I don't have "faith" in science. Science doesn't work on faith. It works on testable and repeatable observation and tests to define facts. It is a fact that life has evolved over millions of years. It is a fact that large dense objects have gravitational forces. However, Science is not perfect and humans make mistakes. It is the possibility of the risk from the mistake that creates a larger potential threat to humanity than any small fraction of religions zealots.

I'm not sure if you asked these questions for some rhetorical reason or if you really don't know what the possible benefits are, but I chose to answer.
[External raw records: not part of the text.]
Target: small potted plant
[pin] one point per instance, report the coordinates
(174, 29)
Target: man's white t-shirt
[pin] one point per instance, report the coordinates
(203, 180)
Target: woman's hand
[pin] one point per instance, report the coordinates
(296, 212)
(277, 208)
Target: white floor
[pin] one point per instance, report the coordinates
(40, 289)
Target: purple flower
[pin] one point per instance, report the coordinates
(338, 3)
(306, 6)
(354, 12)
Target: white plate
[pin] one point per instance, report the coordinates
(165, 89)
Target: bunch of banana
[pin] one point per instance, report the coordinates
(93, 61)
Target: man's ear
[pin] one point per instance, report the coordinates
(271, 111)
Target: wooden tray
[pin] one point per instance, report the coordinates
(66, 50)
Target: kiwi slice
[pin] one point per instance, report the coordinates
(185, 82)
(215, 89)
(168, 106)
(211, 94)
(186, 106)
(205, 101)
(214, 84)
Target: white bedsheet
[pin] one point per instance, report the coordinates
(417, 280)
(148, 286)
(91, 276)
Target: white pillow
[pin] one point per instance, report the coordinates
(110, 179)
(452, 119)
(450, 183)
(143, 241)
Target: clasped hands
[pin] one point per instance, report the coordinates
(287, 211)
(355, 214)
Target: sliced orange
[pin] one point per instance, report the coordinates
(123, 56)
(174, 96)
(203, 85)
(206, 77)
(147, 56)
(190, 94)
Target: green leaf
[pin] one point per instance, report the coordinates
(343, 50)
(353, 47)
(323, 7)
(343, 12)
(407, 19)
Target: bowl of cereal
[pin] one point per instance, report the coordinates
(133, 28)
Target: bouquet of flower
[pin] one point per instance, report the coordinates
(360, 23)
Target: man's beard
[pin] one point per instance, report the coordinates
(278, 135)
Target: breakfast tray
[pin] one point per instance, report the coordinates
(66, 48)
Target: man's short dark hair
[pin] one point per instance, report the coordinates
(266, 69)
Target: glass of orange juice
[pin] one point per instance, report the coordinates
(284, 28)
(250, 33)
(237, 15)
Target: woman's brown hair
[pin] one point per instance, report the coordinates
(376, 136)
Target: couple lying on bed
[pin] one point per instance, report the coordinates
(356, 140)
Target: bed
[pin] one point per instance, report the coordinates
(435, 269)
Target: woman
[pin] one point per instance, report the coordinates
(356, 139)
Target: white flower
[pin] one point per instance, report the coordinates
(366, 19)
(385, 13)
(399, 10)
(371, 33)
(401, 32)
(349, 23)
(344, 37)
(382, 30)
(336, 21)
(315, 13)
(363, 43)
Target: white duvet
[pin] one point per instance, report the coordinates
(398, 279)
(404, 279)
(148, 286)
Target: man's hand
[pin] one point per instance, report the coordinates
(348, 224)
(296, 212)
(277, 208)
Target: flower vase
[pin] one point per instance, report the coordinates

"Why would the nanomachines benefit your immune system?"
- Well, if our immune system was already perfect, I wouldn't get sick, cancer, allergies, etc. Not to mention faster healing from wounds or broken bones. The possibilities that nano machines could do for our amazing yet continuously evolving biological bodies is immense.

"Why would you let a car to drive by itself, how it is better than you driving the car yourself?"
- Self driving vehicles are already demonstrating that they are safer as they remove the human element. Will these systems still have failure and cause accidents? Of course. However, the rate at which accidents happen and the number of people that are hurt or die while driving will plummet as self-driving technology becomes the standard.